Muslims around the world are being slaughtered, he tells them. "All we ask them is: 'Remove your troops from Muslim lands and we will stop all of this.' " The men nod in agreement. One glances into the baby stroller he's pushing. Car after car races past.

The preacher, who calls himself Abu Osama ("Father of Osama"), is one of a new breed of British radicals thriving at the margins of London's Muslim community.

Young, independent, and streetwise, they are preaching in urban slang outside the confines of Britain's mosques. They are helping teens and 20-somethings beat drugs and alcohol. And they are inspiring a new pool of impressionable young Muslims to consider killing their fellow Britons.

These radical bands constitute a small fraction of London's 1 million Muslims. But their freewheeling ideology - hardened in the jihadi echo chambers of cliques like Abu Osama's - is creating a new subculture within Britain's Islamic community. So far, the growing influence of these informal, maverick groups has gone largely undetected - and unchecked.

As older, camera-courting, foreign-born extremists like Omar Bakri and Abu Hamza al-Masri recede from relevance, their younger counterparts are striking out quietly and independently with a new brand of do-it-yourself radicalism.

"On the ground level, people like Bakri don't communicate with the youth," says Nadim Shehadi, an analyst at Chatham House, a think tank in London.

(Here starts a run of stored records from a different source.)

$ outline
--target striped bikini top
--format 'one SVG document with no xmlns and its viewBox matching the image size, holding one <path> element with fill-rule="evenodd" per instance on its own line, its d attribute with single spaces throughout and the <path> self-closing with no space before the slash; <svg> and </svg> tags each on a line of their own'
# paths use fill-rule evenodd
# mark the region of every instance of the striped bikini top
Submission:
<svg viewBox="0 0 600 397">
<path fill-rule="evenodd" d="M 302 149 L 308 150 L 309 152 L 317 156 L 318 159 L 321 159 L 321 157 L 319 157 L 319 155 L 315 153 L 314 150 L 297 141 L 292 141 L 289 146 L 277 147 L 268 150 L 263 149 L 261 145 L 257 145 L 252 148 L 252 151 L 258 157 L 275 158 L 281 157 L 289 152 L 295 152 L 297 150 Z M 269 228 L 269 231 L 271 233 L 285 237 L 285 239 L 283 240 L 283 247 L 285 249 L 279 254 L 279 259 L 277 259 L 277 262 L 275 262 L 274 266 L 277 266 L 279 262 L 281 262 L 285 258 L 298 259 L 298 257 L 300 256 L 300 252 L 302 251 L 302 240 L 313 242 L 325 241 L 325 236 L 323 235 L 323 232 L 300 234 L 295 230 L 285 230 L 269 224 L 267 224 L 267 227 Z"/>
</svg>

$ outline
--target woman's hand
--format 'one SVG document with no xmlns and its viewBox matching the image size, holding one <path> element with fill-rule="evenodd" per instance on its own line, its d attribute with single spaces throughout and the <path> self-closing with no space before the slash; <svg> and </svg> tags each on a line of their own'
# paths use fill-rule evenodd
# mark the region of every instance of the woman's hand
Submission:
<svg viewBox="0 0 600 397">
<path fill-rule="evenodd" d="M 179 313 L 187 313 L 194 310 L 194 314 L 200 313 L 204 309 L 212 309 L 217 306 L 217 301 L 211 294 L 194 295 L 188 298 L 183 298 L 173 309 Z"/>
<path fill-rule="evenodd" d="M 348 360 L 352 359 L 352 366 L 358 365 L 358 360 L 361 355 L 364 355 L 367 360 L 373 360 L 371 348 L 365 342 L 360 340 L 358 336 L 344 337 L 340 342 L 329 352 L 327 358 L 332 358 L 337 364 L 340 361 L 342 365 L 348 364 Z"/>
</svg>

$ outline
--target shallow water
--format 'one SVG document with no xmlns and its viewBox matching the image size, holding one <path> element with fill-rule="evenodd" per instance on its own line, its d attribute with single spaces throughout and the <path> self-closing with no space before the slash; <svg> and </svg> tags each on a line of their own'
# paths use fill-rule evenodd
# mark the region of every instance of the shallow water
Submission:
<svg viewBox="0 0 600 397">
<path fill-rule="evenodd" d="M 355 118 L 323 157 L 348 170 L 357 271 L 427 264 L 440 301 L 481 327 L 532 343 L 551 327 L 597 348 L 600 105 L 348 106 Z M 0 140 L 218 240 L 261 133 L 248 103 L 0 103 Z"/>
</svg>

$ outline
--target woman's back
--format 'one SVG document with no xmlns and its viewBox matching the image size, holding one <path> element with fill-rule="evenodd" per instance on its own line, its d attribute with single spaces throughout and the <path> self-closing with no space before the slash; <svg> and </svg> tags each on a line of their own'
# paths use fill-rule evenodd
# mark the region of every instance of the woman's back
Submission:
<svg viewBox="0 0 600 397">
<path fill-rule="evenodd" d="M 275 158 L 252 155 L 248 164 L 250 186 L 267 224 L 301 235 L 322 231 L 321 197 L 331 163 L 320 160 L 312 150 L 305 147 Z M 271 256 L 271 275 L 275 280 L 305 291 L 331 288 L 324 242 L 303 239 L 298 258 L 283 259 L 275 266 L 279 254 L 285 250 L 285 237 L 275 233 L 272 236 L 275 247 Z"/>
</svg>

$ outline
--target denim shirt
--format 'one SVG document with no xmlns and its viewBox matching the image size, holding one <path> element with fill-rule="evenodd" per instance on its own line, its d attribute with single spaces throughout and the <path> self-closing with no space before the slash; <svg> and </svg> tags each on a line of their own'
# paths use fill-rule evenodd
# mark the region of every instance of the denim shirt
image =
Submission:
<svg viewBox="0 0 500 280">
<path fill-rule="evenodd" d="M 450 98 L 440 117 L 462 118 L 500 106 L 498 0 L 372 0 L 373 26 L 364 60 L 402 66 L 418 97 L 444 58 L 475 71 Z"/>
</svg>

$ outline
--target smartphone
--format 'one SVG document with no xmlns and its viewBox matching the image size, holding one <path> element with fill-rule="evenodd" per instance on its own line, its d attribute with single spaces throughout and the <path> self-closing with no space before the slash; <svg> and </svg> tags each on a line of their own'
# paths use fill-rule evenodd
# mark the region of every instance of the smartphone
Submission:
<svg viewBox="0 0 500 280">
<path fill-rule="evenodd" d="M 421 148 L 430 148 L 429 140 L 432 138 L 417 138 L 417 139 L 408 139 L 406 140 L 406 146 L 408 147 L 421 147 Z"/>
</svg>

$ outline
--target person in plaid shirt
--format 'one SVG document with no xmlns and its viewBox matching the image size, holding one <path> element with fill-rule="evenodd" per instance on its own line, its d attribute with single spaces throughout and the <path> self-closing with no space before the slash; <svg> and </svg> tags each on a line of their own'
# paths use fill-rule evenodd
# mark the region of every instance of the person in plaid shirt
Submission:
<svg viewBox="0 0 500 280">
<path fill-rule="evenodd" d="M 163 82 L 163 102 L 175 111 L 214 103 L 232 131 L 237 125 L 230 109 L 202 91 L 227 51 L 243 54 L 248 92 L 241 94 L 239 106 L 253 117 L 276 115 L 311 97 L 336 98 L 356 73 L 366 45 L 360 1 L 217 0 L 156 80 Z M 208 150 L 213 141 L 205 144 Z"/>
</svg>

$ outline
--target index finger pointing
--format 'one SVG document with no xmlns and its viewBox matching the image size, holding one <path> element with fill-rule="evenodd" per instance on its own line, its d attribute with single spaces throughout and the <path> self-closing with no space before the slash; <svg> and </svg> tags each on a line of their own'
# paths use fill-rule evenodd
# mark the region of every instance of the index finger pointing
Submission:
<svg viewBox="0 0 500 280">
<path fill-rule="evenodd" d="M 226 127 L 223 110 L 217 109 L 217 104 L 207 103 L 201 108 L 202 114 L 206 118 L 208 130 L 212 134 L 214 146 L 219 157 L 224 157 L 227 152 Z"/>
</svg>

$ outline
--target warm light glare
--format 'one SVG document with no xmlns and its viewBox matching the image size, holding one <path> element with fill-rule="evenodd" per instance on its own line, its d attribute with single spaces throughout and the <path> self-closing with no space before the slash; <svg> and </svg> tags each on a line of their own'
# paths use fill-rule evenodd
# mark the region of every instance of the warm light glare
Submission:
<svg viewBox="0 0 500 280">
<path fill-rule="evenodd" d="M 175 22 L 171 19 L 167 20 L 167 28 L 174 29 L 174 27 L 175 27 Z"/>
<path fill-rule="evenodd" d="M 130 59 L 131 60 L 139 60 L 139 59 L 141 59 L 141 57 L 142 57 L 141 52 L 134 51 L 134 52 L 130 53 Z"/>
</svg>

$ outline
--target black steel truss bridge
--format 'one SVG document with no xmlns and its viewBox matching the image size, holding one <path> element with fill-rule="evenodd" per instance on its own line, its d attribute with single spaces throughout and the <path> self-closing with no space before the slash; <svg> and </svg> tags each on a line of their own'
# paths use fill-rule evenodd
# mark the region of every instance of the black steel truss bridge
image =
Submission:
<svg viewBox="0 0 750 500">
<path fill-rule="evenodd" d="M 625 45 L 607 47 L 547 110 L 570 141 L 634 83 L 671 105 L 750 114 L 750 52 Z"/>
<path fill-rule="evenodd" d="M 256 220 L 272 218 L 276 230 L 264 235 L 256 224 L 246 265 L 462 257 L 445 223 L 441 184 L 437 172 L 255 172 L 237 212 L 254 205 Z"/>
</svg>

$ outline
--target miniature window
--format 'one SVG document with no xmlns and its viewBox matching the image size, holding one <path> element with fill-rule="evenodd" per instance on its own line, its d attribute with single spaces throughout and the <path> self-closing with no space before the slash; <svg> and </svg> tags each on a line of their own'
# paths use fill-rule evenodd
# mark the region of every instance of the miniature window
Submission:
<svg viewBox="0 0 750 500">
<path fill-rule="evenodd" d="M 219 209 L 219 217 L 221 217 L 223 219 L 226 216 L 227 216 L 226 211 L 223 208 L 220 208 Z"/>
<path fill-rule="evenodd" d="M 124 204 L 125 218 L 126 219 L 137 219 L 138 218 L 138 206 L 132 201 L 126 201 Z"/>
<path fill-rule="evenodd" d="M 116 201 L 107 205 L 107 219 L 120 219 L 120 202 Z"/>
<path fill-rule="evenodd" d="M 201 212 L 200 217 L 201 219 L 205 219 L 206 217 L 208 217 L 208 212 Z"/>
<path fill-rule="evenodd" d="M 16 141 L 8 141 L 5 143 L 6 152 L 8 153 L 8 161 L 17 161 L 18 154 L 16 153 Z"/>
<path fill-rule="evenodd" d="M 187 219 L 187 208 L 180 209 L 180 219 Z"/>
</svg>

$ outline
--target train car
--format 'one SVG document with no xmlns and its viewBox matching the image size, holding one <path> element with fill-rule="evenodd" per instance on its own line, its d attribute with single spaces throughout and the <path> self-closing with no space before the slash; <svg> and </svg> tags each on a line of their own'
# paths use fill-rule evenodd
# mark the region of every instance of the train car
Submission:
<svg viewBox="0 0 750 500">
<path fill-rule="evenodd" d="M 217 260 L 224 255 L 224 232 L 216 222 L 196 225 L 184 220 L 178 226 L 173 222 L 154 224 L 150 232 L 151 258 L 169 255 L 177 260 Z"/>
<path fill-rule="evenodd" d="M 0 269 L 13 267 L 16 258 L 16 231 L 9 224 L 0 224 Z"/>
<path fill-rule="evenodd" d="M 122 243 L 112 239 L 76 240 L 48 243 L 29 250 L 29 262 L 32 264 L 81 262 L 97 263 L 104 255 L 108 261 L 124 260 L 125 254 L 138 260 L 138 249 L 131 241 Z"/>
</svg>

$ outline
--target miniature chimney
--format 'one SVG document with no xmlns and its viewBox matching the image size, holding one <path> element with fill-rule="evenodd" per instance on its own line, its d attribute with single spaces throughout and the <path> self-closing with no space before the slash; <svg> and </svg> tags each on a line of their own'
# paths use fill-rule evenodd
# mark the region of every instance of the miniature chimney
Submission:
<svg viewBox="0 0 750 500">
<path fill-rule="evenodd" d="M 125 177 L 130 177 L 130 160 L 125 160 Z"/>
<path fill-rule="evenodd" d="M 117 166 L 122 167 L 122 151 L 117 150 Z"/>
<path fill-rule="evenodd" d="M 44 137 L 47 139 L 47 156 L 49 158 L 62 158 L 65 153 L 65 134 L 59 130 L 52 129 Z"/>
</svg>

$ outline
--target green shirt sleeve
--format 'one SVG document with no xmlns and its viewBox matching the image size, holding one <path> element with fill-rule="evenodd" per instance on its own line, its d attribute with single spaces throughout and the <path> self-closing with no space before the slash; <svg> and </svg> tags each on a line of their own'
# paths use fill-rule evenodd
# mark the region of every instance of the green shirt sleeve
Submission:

The fragmentation of British radical groups and their dispersal underground, he adds, is the "worst of all possible options."

"When the Muslim Council of Britain [MCB] said 'We must be vigilant,' this pushed [radical groups] underground," says Abdul-Rehman Malik, contributing editor at the Muslim magazine Q-News, based London. As radicals fled to minor mosques and homes, Britain's security services, and even mainstream Muslims, lost track of them.